Once the traditional lending criteria were jettisoned, banks started issuing mortgages to people who couldn’t put 20% down. These borrowers – we’ll call them CRA borrowers – had to borrow more than 80% of the purchase price. The larger loan meant a larger monthly payment, which was also a problem. The solution: option ARMs.

III. Option ARMs

An ARM is an adjustable rate mortgage, meaning that the interest rate varies from month-to-month rather than staying fixed for the life of the loan. ARMs have been around for a long time as a way to compensate lenders for the increased risk of lending to less than ideal borrowers. The new development was the option structure that had four repayment options:

  1.  The borrower could make the fully amortized payment and pay the house off in thirty years; 
  2.  The aggressive borrower could make a larger payment and pay the loan off in fifteen years;
  3.  The borrower could pay only the interest (this is almost indistinguishable from renting, except that renters have better mobility since they don’t have to find a buyer); and
  4.  The borrower could pay less than the full interest – a negatively amortized structure.

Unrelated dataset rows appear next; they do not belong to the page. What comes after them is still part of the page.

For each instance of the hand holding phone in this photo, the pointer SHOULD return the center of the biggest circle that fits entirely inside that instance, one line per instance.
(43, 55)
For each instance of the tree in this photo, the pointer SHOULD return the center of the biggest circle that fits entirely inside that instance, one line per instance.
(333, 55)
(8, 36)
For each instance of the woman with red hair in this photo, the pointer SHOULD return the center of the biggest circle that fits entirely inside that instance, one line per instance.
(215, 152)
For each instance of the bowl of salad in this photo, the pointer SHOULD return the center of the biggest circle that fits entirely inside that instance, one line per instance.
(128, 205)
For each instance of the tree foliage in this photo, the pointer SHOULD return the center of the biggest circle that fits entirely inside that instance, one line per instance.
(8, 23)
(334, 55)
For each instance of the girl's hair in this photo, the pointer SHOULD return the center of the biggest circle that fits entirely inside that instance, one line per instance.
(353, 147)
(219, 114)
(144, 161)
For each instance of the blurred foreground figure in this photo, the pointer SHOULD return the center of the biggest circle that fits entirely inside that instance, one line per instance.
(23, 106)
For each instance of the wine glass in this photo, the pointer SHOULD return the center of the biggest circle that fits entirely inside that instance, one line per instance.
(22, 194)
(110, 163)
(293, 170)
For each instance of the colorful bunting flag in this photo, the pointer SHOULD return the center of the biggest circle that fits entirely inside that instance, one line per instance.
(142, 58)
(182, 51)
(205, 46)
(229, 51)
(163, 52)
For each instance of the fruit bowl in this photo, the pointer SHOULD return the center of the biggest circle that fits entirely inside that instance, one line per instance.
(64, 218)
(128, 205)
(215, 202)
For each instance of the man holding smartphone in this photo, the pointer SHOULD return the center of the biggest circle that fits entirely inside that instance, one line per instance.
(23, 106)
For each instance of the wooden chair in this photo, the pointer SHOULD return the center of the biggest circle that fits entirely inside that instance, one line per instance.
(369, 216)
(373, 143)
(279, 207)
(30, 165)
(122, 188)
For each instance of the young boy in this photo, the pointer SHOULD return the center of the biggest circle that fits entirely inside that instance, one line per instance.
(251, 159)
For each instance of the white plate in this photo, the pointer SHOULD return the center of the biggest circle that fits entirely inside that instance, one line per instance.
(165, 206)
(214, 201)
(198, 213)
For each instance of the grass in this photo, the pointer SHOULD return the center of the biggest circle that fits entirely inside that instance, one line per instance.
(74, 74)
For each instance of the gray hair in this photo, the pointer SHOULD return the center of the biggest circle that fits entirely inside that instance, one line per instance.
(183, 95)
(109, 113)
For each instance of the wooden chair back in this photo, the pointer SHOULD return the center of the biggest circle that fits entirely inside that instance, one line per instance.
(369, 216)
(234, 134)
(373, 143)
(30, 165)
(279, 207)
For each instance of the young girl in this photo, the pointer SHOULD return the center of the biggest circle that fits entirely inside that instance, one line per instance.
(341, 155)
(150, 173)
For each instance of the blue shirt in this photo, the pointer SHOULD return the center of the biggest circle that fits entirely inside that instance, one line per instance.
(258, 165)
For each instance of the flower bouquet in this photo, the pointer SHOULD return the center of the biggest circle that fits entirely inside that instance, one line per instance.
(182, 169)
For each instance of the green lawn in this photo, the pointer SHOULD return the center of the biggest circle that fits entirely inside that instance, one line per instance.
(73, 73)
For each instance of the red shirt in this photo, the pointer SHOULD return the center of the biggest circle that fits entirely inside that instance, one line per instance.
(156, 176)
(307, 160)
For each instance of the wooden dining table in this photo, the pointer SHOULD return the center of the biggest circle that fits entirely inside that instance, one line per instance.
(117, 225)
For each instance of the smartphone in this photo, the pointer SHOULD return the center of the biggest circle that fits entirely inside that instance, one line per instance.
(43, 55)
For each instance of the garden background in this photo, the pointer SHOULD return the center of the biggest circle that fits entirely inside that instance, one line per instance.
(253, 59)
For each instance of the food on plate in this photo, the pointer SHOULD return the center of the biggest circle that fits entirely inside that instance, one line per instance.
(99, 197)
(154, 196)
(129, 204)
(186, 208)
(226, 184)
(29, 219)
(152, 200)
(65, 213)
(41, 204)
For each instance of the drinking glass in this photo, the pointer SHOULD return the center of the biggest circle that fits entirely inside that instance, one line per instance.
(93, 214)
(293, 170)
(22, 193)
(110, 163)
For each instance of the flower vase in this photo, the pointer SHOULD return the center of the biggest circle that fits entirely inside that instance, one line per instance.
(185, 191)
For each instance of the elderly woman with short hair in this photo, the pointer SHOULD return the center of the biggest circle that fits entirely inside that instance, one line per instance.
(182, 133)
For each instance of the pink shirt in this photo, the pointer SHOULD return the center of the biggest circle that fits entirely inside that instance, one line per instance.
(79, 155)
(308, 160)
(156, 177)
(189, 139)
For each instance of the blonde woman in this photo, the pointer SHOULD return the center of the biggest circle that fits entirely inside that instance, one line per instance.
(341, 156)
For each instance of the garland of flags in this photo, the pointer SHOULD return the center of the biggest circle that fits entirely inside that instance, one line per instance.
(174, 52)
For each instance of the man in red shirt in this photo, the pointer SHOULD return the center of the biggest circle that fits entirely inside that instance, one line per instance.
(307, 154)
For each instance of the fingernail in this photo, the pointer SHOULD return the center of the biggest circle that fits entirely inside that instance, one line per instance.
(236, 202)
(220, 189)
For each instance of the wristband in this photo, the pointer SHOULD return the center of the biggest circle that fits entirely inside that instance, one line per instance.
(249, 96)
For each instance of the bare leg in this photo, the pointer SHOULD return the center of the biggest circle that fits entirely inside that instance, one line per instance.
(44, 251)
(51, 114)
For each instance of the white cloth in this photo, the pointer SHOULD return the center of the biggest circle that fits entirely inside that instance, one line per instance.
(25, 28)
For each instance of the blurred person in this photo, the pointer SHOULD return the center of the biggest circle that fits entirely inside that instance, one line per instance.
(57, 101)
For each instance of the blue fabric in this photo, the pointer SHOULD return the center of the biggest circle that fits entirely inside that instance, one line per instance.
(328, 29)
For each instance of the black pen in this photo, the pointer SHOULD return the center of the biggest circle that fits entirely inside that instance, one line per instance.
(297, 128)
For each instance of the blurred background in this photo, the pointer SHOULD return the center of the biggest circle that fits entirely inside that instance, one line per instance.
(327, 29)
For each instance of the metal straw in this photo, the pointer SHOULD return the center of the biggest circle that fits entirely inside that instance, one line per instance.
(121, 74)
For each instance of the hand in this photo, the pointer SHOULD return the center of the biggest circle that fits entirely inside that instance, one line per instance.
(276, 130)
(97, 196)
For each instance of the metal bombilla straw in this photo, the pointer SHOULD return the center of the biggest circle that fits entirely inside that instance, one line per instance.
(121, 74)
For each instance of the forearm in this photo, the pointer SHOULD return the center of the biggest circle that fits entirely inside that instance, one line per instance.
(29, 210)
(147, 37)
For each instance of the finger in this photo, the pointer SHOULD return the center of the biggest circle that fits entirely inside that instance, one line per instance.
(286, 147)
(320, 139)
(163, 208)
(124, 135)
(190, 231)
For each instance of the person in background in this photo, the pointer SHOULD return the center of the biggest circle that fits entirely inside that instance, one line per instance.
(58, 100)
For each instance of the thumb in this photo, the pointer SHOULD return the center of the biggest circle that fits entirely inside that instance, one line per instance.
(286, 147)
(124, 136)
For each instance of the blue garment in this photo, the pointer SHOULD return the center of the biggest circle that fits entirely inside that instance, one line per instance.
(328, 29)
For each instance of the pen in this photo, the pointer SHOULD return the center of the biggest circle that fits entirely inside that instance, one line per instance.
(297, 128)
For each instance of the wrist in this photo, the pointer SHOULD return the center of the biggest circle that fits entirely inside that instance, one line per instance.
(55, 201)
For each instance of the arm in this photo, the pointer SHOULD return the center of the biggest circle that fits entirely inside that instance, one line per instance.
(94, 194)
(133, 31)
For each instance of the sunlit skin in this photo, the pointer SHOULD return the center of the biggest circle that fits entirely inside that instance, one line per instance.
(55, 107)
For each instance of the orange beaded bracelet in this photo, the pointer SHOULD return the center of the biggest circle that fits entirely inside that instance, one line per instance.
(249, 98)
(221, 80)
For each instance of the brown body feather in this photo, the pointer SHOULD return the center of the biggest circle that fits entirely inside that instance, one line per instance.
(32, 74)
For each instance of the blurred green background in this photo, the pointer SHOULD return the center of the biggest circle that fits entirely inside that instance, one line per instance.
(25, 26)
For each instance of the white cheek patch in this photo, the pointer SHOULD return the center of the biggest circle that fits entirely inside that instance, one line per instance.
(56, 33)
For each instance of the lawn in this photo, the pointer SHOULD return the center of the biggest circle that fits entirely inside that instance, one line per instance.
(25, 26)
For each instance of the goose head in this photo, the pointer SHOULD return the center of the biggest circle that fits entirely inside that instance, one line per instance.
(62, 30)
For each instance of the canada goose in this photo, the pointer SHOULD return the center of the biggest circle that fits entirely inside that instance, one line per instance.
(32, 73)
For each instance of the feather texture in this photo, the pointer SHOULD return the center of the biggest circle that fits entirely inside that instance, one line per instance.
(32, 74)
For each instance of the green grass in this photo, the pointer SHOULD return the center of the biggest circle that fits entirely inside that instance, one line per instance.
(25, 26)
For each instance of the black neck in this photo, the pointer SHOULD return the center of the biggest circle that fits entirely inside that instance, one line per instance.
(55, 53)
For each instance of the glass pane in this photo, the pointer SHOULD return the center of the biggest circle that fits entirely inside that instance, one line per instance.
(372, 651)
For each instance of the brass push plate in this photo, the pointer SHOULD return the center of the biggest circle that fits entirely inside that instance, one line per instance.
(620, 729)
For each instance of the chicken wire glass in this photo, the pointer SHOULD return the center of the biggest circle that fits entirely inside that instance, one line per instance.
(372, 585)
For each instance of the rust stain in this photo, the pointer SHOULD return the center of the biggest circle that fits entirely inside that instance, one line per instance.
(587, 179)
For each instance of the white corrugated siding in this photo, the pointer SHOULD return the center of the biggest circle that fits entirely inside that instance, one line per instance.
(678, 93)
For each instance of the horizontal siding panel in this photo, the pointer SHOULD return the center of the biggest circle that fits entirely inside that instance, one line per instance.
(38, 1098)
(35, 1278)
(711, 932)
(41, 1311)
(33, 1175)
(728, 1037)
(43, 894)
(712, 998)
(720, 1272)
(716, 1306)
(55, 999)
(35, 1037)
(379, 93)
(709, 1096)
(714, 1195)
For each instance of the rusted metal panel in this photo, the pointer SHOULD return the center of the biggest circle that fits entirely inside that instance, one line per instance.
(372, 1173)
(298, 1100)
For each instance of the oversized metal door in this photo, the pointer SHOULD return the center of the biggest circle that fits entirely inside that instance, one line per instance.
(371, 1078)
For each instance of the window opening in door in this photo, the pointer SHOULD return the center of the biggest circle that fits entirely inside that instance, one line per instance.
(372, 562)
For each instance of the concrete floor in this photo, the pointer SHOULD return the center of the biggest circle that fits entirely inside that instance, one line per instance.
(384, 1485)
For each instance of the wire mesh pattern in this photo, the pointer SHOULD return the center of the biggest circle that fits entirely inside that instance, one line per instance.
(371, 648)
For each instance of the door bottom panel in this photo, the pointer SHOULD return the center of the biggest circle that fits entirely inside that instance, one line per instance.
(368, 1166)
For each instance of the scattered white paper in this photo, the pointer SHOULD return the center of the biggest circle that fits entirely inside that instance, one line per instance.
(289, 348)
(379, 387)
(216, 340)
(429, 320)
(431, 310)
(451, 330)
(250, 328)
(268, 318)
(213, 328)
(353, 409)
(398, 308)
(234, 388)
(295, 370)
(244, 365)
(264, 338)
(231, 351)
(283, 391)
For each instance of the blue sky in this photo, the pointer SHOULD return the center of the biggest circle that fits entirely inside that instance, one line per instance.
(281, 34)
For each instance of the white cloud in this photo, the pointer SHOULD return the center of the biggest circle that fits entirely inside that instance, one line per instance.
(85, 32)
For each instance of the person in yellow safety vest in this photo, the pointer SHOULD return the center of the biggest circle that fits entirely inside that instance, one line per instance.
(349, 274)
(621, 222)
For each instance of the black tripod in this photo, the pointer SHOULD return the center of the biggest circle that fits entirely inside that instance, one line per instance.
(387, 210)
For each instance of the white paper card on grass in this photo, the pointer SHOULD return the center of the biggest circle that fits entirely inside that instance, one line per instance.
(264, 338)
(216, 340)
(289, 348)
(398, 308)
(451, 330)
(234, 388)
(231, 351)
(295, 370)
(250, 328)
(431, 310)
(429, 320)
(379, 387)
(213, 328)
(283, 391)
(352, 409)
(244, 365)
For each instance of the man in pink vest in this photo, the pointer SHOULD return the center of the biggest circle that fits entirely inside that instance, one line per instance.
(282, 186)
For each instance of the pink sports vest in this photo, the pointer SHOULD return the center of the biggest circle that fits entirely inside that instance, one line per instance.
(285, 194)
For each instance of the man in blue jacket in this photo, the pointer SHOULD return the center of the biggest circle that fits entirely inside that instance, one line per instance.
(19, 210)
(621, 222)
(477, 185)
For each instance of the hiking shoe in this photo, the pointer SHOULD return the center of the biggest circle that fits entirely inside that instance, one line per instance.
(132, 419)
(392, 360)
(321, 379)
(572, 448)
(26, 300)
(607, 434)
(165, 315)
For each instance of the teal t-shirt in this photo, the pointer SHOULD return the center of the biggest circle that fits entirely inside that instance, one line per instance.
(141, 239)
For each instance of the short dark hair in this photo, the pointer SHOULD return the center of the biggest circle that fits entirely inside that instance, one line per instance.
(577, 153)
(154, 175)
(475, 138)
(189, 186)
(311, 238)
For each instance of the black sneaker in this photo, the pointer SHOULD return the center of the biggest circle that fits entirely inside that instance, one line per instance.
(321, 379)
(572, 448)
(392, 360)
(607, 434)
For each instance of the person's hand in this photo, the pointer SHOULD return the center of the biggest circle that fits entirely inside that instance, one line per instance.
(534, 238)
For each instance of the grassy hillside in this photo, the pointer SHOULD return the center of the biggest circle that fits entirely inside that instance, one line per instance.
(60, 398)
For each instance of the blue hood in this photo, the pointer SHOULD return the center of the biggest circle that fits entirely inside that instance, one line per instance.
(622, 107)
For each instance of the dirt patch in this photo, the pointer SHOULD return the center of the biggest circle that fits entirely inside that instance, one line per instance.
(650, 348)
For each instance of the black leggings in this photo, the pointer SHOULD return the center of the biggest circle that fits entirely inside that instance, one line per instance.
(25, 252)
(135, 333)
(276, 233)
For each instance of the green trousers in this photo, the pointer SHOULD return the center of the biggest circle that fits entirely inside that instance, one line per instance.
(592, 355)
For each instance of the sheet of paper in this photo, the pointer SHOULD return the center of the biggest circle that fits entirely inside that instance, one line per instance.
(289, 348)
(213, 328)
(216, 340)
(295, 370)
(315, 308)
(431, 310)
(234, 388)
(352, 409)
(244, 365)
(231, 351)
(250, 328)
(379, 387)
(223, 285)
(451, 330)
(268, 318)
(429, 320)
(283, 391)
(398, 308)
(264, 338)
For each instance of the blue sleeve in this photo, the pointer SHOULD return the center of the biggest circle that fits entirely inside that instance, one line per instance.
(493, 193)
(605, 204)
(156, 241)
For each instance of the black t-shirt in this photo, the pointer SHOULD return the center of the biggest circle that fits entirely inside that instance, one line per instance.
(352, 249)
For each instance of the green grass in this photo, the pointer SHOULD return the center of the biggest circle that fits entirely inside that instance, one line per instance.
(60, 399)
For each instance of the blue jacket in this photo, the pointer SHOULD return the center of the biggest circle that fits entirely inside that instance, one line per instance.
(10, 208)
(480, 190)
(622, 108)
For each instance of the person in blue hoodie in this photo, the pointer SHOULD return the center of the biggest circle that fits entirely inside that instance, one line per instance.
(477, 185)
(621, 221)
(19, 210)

The third and fourth options made it possible for the CRA borrowers to get into a home because of the reduced payments.

IV. The Housing Boom And Mortgage-Backed Securities

Once CRA borrowers got into the market, demand went up dramatically. This forced prices to increase, creating equity. This made U.S. real estate a very attractive investment.

What if you wanted to invest in real estate, but couldn’t afford to buy multiple houses? The brokerages had an answer: mortgage-backed securities (MBSs – maybe this should mean “More BS”). When a borrower took out a mortgage, the note was chopped up, and each piece was bundled with other pieces of mortgages. Shares in the resulting bundle were then publicly traded. As long as borrowers made their payments on time, these MBSs were good investments. And with real estate continuing to appreciate, what could go wrong? In fact, some of the issuers of MBSs promised to buy back any MBSs that didn’t pay a return.

As housing prices increased and borrowers used their homes as personal ATMs, taking out home equity loans that added to the ever-growing pool of MBSs.

V. The 115% Trigger And The Market Collapse

If the payment is negatively amortized, what happens to the unpaid interest? It gets added to the principal balance, meaning that instead of slowly decreasing to zero over the thirty-year loan, it grows. Meanwhile, the lender is not getting its principal back, and it isn’t even getting the full interest. No bank is willing to accept less than at least full interest payments indefinitely. Therefore, option ARMs have a trigger point. When the principal balance reaches 115% of the original loan amount the payment jumps to the fully amortized amount.

Borrowers got used to paying the reduced monthly payment. Therefore, when they reached the 115% trigger, they defaulted. This triggered the first wave of foreclosures, which increased the supply of housing on the market, which in turn lowered real estate values. The combination of loan defaults and real estate value decreases lowered the value of MBSs, and investors therefore wanted to use the buy-back promises. Unfortunately, the MBS issuers didn’t have the resources to buy back the MBSs. And with each new wave of defaults came further downward pressure on housing prices and MBS values.

As housing prices dropped, housing starts declined. Since housing is one of the key engines of prosperity, ripples of destruction expanded throughout the economy. Construction stalled, so companies making construction related products were hit. This led to layoffs. The laid-off workers no longer had the income to service their debts, which led to further defaults. And, of course, unemployed workers have less to spend, so demand for consumer goods decreased.